Eu tive poucos contatos com a morte quando eu era criança. Acho que umas quatro ocasiões ficaram guardadas na memória.
Uma vez fomos a um enterro: eu, a minha irmã mais velha, o Vô Lesinho e a Vó Noska. Era na campanha, acho que alguém bem velho. Descemos em frente a uma casa muito antiga, onde também tinha um montão de gente antiga. Não passei da porta assim que ouvi o choro de mulheres lá dentro, dei uma disfarçada e escapuli para o mais longe que pude. Quando saiu o enterro era bastante gente de carro, e também alguns de carroça, e no decorrer do caminho, quando passávamos em frente de alguma casa as pessoas fechavam as janelas. - Porque fecham as janelas, vó? - Para que a morte passe e não chegue!
Em outra ocasião, eu voltava do colégio. Quinta série, onze anos, meu primeiro ano no Aimone. Eu ia de bicicleta para a escola todos os dias pois a mãe achava que eu era muito magrinha pra andar a pé tamanha distância. Um tarde, quando voltava do colégio, vinha pela rua Herculano de Freitas quando de repente avistei uma multidão na rua e, chegando mais perto vi um pequeno volume estendido no chão coberto por um pano branco. Bem ao lado um caminhão com marcas de sangue. Eu logo percebi o que tinha acontecido e meu coração quase saltou pela boca pois eu imaginei que poderia ser minha irmãzinha menor que estaria ali. Fiz a volta por outra rua e cheguei em casa esbaforida, e fiquei sabendo que não se tratava de minha irmã (graças a Deus!) mas da filha de uma vizinha.

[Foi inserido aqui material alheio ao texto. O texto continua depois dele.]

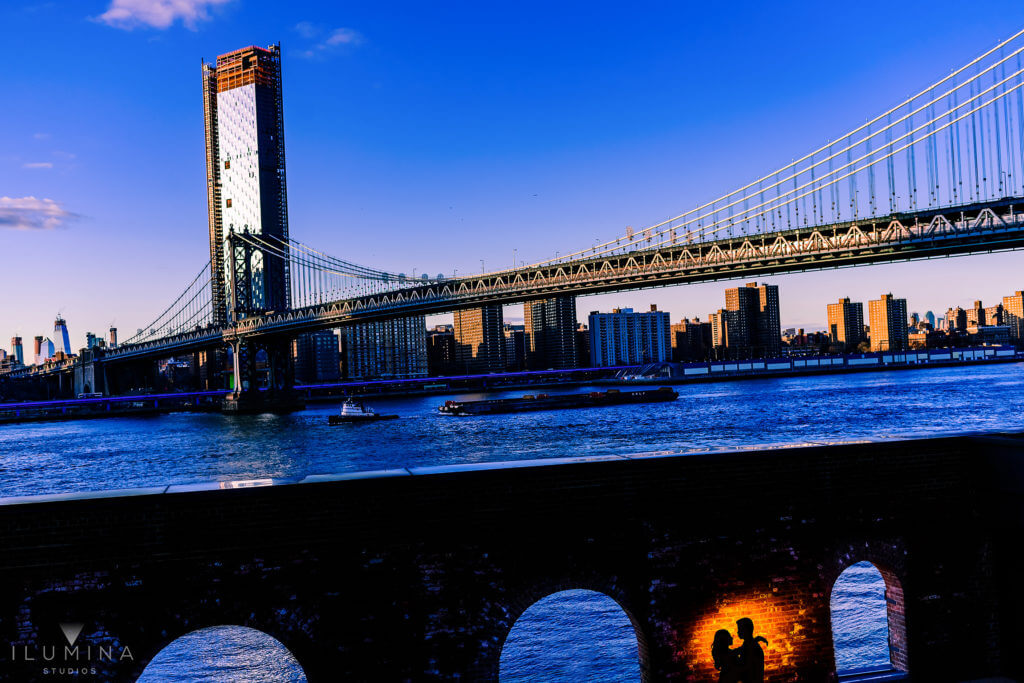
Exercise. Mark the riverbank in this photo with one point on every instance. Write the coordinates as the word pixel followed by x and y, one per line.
pixel 806 371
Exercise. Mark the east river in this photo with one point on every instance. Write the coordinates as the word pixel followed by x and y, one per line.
pixel 568 636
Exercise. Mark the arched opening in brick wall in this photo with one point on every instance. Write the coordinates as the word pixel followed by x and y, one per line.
pixel 573 635
pixel 867 622
pixel 224 654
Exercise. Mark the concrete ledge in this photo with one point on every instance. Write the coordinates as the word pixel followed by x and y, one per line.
pixel 478 467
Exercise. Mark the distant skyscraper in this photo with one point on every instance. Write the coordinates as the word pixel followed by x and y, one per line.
pixel 691 340
pixel 245 162
pixel 888 321
pixel 394 349
pixel 62 341
pixel 17 350
pixel 44 350
pixel 551 333
pixel 976 315
pixel 440 351
pixel 1013 311
pixel 955 319
pixel 752 319
pixel 316 357
pixel 479 340
pixel 624 337
pixel 846 323
pixel 515 346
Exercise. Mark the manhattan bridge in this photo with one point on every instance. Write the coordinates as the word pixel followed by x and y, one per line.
pixel 937 175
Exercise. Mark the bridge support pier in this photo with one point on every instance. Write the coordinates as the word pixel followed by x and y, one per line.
pixel 269 388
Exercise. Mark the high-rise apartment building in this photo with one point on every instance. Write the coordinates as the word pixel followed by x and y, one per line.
pixel 43 351
pixel 994 314
pixel 691 340
pixel 583 345
pixel 719 332
pixel 440 350
pixel 479 340
pixel 1013 311
pixel 846 323
pixel 624 337
pixel 61 341
pixel 316 357
pixel 393 349
pixel 515 347
pixel 17 350
pixel 955 319
pixel 888 321
pixel 245 162
pixel 976 315
pixel 752 322
pixel 551 333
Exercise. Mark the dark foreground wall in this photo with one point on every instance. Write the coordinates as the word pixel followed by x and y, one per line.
pixel 420 574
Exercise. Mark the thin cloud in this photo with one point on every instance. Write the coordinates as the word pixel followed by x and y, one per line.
pixel 307 30
pixel 129 14
pixel 28 213
pixel 330 41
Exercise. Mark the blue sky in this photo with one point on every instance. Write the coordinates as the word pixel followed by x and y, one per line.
pixel 430 137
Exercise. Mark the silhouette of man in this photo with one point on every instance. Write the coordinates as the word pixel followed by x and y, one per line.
pixel 752 657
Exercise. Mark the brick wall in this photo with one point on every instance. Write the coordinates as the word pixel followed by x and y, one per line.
pixel 421 574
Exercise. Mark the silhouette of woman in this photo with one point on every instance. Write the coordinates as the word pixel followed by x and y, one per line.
pixel 726 659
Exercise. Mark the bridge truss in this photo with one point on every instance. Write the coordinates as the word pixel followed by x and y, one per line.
pixel 939 174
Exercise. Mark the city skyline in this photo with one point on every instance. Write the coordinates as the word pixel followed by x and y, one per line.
pixel 41 163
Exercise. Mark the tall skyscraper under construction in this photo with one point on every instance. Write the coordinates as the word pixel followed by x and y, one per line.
pixel 245 165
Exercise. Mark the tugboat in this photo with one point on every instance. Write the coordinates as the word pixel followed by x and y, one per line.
pixel 353 411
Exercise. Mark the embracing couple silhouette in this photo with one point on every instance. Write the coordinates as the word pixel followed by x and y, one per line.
pixel 739 665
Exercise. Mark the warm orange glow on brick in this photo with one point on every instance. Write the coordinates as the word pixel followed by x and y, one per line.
pixel 786 620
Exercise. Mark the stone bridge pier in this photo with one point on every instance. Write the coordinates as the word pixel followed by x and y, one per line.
pixel 421 573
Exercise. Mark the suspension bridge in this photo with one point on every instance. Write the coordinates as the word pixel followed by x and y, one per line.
pixel 939 174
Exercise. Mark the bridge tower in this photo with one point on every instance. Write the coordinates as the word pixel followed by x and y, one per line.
pixel 247 195
pixel 263 373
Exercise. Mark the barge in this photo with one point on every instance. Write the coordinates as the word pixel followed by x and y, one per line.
pixel 543 401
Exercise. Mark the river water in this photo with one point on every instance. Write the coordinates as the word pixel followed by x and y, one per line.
pixel 572 636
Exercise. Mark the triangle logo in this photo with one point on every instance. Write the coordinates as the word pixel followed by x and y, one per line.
pixel 72 631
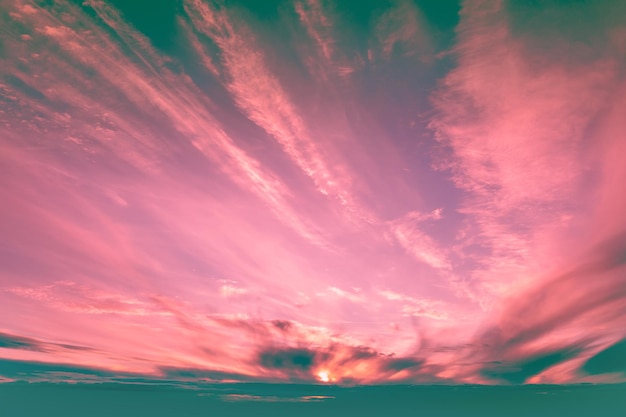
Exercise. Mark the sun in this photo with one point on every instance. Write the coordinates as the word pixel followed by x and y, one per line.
pixel 323 376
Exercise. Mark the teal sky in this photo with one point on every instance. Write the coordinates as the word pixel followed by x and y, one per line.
pixel 313 206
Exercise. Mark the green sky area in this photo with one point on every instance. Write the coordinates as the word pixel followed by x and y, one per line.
pixel 22 399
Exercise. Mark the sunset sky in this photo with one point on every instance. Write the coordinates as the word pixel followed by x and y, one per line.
pixel 342 192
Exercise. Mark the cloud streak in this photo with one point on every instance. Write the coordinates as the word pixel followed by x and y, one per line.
pixel 313 192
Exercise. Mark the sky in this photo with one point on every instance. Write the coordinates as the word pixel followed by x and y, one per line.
pixel 372 192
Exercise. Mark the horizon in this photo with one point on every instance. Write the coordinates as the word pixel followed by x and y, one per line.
pixel 314 193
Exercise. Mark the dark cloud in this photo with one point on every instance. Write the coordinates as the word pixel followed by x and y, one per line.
pixel 519 372
pixel 9 341
pixel 288 359
pixel 590 286
pixel 611 359
pixel 195 374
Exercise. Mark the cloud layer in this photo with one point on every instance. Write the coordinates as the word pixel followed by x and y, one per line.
pixel 310 191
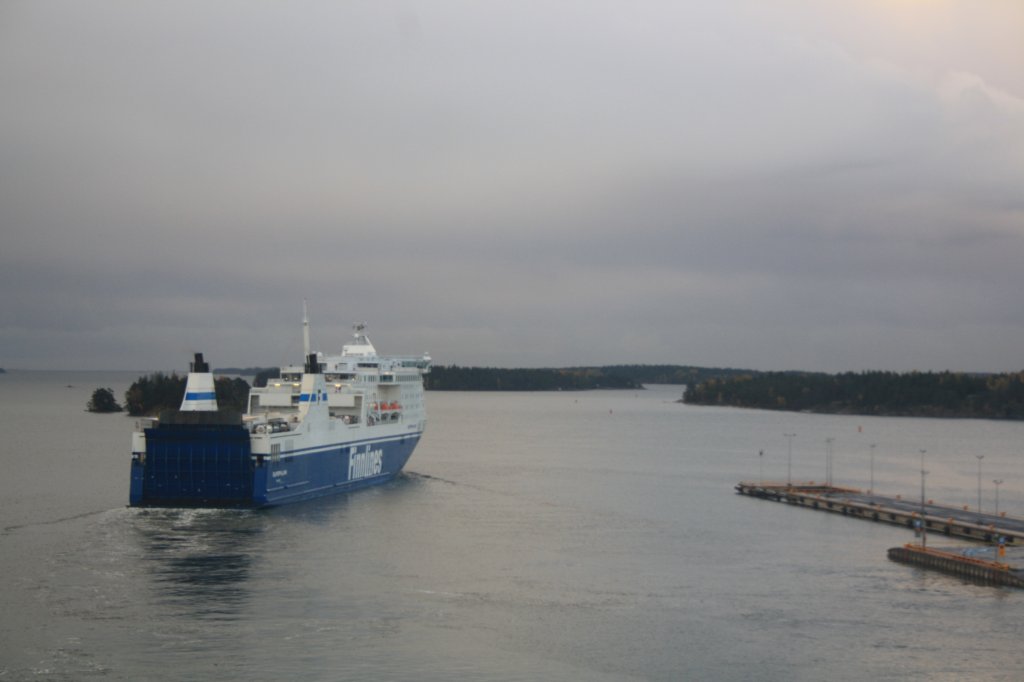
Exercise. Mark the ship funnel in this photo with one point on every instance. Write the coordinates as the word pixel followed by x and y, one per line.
pixel 200 392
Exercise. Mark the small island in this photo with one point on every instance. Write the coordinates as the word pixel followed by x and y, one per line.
pixel 102 401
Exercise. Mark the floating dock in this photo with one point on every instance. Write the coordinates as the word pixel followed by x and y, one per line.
pixel 982 564
pixel 944 519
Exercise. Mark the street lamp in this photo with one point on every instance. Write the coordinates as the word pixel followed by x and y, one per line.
pixel 788 461
pixel 870 491
pixel 980 458
pixel 924 524
pixel 828 442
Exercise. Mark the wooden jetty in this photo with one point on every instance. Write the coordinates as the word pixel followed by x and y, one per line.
pixel 1008 531
pixel 944 519
pixel 958 563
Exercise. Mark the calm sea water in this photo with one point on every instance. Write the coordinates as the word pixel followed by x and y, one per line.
pixel 585 536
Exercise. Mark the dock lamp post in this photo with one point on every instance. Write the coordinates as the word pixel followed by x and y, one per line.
pixel 980 458
pixel 788 461
pixel 828 442
pixel 870 489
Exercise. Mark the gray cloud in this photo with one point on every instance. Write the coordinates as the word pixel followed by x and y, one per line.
pixel 512 183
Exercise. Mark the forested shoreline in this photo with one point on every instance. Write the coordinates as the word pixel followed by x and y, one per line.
pixel 945 394
pixel 455 378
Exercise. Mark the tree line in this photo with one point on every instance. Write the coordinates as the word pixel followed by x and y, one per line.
pixel 455 378
pixel 915 393
pixel 151 394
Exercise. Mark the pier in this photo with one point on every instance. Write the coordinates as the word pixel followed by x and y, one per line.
pixel 990 567
pixel 999 563
pixel 936 518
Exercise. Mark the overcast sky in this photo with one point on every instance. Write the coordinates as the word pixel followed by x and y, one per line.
pixel 809 184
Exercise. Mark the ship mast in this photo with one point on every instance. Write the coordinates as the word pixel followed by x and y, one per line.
pixel 305 330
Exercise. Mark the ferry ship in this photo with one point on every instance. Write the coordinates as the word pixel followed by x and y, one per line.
pixel 335 424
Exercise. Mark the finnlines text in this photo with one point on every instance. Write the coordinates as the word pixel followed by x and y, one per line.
pixel 363 465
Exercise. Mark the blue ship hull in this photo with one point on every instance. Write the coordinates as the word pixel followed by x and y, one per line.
pixel 213 466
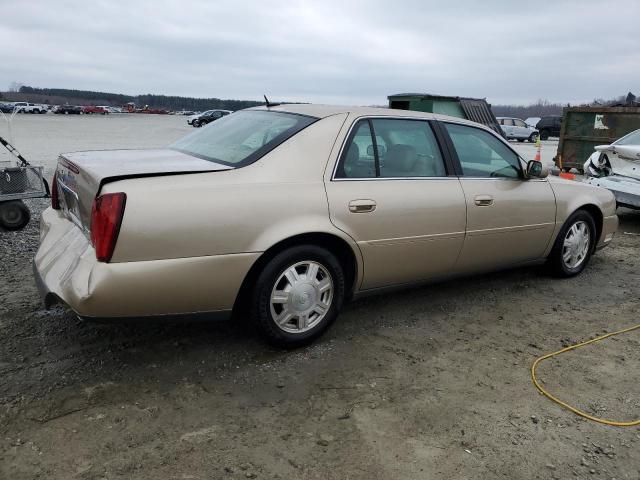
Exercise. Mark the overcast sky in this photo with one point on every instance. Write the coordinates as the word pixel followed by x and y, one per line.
pixel 345 52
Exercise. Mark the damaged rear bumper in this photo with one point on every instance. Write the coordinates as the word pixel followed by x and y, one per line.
pixel 625 189
pixel 66 269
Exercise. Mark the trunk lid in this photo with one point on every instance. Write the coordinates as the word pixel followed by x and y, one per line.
pixel 80 175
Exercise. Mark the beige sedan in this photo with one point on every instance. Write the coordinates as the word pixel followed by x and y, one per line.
pixel 283 213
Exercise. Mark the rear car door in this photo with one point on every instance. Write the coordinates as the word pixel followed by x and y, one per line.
pixel 510 219
pixel 392 193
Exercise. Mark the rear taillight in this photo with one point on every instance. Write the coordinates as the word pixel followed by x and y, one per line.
pixel 55 200
pixel 106 217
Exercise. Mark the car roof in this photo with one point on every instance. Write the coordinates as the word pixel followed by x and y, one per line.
pixel 322 111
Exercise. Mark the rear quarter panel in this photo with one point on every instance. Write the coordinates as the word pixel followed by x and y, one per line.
pixel 572 195
pixel 235 211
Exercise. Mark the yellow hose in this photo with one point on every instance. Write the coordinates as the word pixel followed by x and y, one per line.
pixel 567 406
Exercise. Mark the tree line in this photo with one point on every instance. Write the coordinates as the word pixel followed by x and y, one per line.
pixel 153 101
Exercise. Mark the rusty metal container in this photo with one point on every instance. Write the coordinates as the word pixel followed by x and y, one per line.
pixel 585 127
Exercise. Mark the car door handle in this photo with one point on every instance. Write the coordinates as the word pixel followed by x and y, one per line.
pixel 484 200
pixel 362 206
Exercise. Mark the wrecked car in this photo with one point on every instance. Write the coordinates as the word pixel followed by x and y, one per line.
pixel 280 214
pixel 616 167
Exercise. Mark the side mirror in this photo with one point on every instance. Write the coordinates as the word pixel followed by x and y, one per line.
pixel 536 169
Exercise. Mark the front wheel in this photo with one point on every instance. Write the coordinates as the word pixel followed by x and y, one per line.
pixel 298 295
pixel 574 245
pixel 14 215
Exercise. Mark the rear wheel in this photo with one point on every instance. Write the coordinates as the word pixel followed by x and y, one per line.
pixel 14 215
pixel 574 245
pixel 298 295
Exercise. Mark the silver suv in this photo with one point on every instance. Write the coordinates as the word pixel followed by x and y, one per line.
pixel 517 129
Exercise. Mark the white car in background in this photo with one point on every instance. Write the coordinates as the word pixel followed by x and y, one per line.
pixel 517 129
pixel 532 121
pixel 616 167
pixel 26 107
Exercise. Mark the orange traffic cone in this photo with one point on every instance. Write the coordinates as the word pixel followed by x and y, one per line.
pixel 538 157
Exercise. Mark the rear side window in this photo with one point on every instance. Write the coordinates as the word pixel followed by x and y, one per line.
pixel 391 148
pixel 481 154
pixel 242 138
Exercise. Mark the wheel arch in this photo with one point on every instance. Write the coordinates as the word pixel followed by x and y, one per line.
pixel 345 252
pixel 598 218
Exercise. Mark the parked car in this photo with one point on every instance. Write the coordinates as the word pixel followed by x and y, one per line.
pixel 207 117
pixel 617 168
pixel 532 121
pixel 6 107
pixel 516 129
pixel 89 109
pixel 26 107
pixel 549 126
pixel 68 109
pixel 282 214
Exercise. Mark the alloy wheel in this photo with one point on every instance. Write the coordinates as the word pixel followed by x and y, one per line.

É claro que os que as lembranças das mortes do avô e da avó ficaram marcados na memória pois eram os mais próximos de mim. Primeiro foi o Vô Lesinho. O velório foi na casa dele e, eu tentei entrar duas vezes. Na primeira tentativa, fui até a porta do quarto e vi minha avó deitada na cama chorando. Dei volta. Algumas horas depois fiz mais uma tentativa e desta vez consegui chegar até a sala, mas quando avistei a pontinha do caixão, dei meia volta e disparei. No dia seguinte, a certa altura do enterro uma tia perguntou: - Te despediste do teu avô? E eu respondi sem muita convicção: -Sim.
Depois, perdemos a vó Aides. Desta vez o velório foi na sala da minha casa. A diferença é que desta vez nem tentei chegar perto porque sabia que não ia conseguir. Preferi ficar na casa da vó, cuidando dos irmãos pequenos e de vez em quando espiando pela janela o movimento de entra e sai. Até hoje não suporto o cheiro de Bom Ar porque ficou por muito tempo impregnado na sala de casa.